This code is structured as follows:
stage1: VAE modules
stage2: diffusion module
clip: dataset alignment
Preprocessing: function to create subsets and generate

1. The VAE (or first stage module) is located in the `stage1` folder. After setting the correct configuration in the
corresponding config file and defining the appropriate data loader, you can train this module using `python main.py`.

2. After training the VAE:
    - Instantiate the CLIP model and transfer the VAE encoder weights to the CLIP model encoder.
    - Train the dataset alignment with `python cliptrainer.py`. This step can be skipped if you already have a
    pretrained set-transformer suitable for your tasks.

3. After training the set-transformer, extract the set-transformer checkpoint from the previous stage and save it.

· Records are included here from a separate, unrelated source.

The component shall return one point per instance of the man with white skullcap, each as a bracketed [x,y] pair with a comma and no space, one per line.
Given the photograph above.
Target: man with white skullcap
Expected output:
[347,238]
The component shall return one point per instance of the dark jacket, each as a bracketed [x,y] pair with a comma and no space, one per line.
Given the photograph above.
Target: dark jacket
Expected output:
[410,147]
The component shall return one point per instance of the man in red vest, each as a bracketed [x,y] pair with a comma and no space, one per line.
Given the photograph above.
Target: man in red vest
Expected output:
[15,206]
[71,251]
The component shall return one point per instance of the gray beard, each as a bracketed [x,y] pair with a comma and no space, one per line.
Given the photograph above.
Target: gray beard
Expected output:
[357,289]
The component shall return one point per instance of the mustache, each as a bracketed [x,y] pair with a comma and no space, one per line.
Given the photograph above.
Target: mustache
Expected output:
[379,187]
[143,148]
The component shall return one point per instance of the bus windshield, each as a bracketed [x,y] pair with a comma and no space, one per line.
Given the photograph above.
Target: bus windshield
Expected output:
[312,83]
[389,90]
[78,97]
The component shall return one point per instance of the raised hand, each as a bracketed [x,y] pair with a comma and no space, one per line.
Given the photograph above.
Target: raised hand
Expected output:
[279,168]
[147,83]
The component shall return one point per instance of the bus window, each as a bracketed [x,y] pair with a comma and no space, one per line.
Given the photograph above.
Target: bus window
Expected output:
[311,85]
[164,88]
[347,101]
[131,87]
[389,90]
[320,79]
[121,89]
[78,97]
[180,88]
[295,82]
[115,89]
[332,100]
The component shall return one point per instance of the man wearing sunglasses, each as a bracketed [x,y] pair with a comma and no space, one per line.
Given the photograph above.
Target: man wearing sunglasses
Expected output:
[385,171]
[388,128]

4. For training the diffusion process:
    - Load the pretrained VAE and the pretrained set-transformer by setting their checkpoint locations in the config file.
    - The diffusion model is located in `stage2`. Train it by running `python dtrainer.py`.

Additionally, the `Helpers` folder contains some helper functions that enable reconstructing the pretrained checkpoint
 from vectors."
 In file compute_condion.py we show an example of building the input for set-transformer.
 In folder prerpocessing we provide example of code to compute pretrained features.